Pour ce qu’il en était de l’étage inférieur, nous habitions au-dessus d’un garage, ce qui nous assurait une certaine tranquillité. En contrepartie, l’appartement était de temps à autre envahi de gaz d’échappement. J’ai encore dans les narines l’odeur de graisse et d’huile de vidange.
Parfois, venus de mon inconscient, le crissement des pneus et les exclamations des ouvriers retentissent dans mes oreilles.
Ma discothèque s’est progressivement enrichie. Je possédais quelques hits de Fats Domino, de Jerry Lee Lewis et de Little Richard. J’étais également fasciné par un titre plus ancien de Bill Haley et ses Comets, intitulé Rock Around the Clock, une face B oubliée, revenue au premier plan après qu’elle avait été choisie pour faire partie de la bande originale d’un film qui passait sur les écrans.
J’ai quelque peu déchanté lorsque j’ai découvert Bill Haley à la télévision. Plutôt grassouillet, il affichait un sourire mécanique, présentait un regard vide et portait sur le front une mèche de cheveux gominée en forme de croissant de lune. À l’opposé du rocker terrifiant et bagarreur que j’imaginais.
Pour faire face à cette arrivée de 45 tours et garder en tête les arrangements que j’avais conçus, j’ai commencé à écrire mes partitions.
Les premières moutures étaient rudimentaires et se contentaient de reprendre sur une ligne les instruments que je devais solliciter. Boum tchac tchac, boum tchac tchac, boum tchac tchac, dzing. Les limites de ma méthode n’ont pas tardé à se manifester.
Petit à petit, j’ai appris à écouter, à compter, à identifier les mesures et les temps qui les composaient. J’ai sophistiqué mes partitions.
Elles contenaient trois lignes parallèles identifiées par les initiales B, T et D. Je les avais découpées en mesure, elles-mêmes subdivisées en sections. La majorité des rocks étaient écrits en quatre-quatre. Sur chaque temps, je cochais d’une croix les sons à combiner.

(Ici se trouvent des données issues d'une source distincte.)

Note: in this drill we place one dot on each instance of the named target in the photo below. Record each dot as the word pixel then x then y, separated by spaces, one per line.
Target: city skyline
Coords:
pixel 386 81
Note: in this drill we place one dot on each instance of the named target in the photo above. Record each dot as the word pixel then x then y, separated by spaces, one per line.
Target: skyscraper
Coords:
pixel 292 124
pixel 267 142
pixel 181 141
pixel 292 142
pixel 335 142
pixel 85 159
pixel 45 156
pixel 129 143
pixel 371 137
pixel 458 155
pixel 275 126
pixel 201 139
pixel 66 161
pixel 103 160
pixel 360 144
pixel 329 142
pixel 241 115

Plus tard, lorsque j’ai potassé des livres de solfège et découvert les tablatures, je me suis rendu compte à quel point mon intuition m’avait servi.
Plus mon jeu à la batterie s’affermissait, plus mes résultats scolaires déclinaient. Je passais plus de temps à imaginer mentalement de nouvelles variations qu’à réviser mes leçons. Ma passion liée à la méfiance grandissante que je nourrissais à l’égard de la nature humaine commençait à inquiéter mes professeurs.

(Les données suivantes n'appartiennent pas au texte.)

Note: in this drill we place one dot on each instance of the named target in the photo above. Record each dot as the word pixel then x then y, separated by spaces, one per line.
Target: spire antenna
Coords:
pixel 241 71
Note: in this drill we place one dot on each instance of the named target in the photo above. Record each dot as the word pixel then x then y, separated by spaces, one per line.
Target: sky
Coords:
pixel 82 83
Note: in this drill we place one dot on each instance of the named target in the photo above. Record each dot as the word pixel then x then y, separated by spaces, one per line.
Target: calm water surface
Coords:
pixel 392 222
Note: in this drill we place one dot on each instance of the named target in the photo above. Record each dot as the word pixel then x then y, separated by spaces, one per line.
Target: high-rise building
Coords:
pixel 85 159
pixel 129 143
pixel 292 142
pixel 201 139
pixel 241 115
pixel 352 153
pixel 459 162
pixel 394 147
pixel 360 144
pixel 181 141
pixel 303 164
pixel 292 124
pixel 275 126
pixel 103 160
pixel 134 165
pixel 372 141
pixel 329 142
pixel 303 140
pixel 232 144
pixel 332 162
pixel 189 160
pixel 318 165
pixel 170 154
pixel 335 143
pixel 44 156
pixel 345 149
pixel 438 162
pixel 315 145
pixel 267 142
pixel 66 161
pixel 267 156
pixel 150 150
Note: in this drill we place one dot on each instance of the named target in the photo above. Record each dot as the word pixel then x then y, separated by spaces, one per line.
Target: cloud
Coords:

Je m’isolais dans mon monde intérieur, je fuyais le contact avec mes condisciples, je répondais évasivement aux questions qui m’étaient posées. Pendant les récréations, les surveillants me voyaient m’éloigner, gagner les confins de la cour ou arpenter l’allée centrale d’un pas saccadé en hochant la tête.

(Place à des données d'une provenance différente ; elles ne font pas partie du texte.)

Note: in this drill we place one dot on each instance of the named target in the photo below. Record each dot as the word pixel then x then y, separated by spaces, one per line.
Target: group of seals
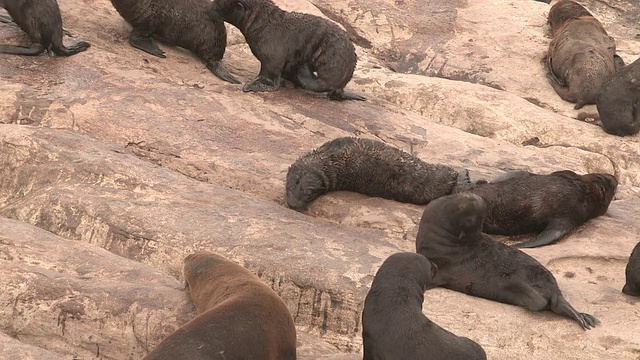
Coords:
pixel 370 167
pixel 239 317
pixel 582 56
pixel 42 21
pixel 311 52
pixel 469 261
pixel 393 309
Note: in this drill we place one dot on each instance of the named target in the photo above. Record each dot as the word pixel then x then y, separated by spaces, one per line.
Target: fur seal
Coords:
pixel 581 56
pixel 393 309
pixel 469 261
pixel 619 102
pixel 551 205
pixel 632 272
pixel 183 23
pixel 238 317
pixel 307 50
pixel 369 167
pixel 42 21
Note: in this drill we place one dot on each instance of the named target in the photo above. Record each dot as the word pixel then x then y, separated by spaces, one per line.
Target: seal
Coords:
pixel 581 57
pixel 183 23
pixel 550 205
pixel 632 272
pixel 311 52
pixel 238 316
pixel 393 309
pixel 369 167
pixel 619 102
pixel 42 21
pixel 471 262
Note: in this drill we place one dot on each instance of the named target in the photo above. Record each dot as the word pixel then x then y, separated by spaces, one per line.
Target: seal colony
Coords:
pixel 42 21
pixel 238 316
pixel 393 309
pixel 311 52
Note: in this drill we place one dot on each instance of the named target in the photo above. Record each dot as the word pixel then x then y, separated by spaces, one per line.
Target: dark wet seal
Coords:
pixel 393 325
pixel 42 21
pixel 311 52
pixel 238 317
pixel 471 262
pixel 183 23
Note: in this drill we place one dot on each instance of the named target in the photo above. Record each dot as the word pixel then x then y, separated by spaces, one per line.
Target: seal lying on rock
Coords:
pixel 469 261
pixel 369 167
pixel 309 51
pixel 619 102
pixel 581 54
pixel 238 317
pixel 632 272
pixel 42 21
pixel 393 325
pixel 183 23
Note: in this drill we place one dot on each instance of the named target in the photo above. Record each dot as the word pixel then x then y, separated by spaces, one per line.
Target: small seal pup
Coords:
pixel 619 102
pixel 551 205
pixel 239 317
pixel 42 21
pixel 581 56
pixel 469 261
pixel 393 309
pixel 183 23
pixel 632 272
pixel 307 50
pixel 368 167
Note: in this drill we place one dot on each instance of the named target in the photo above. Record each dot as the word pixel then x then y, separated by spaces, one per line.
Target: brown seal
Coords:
pixel 551 205
pixel 619 102
pixel 581 56
pixel 471 262
pixel 393 309
pixel 369 167
pixel 238 316
pixel 307 50
pixel 42 21
pixel 632 273
pixel 183 23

Ils ont convoqué ma mère. Complice de mon inclination et préoccupée par les fréquentes incartades de mon frère qui vivait une adolescence difficile, elle leur a répondu qu’elle savait ce qu’il lui restait à faire.
Quand je ne jouais pas de la batterie, je m’enfermais dans la lecture.
Le Journal d’Anne Frank faisait partie du programme scolaire de mon frère. Je l’ai lu en quelques heures. J’en suis sorti incrédule. Mes réserves concernant la nature humaine se confirmaient.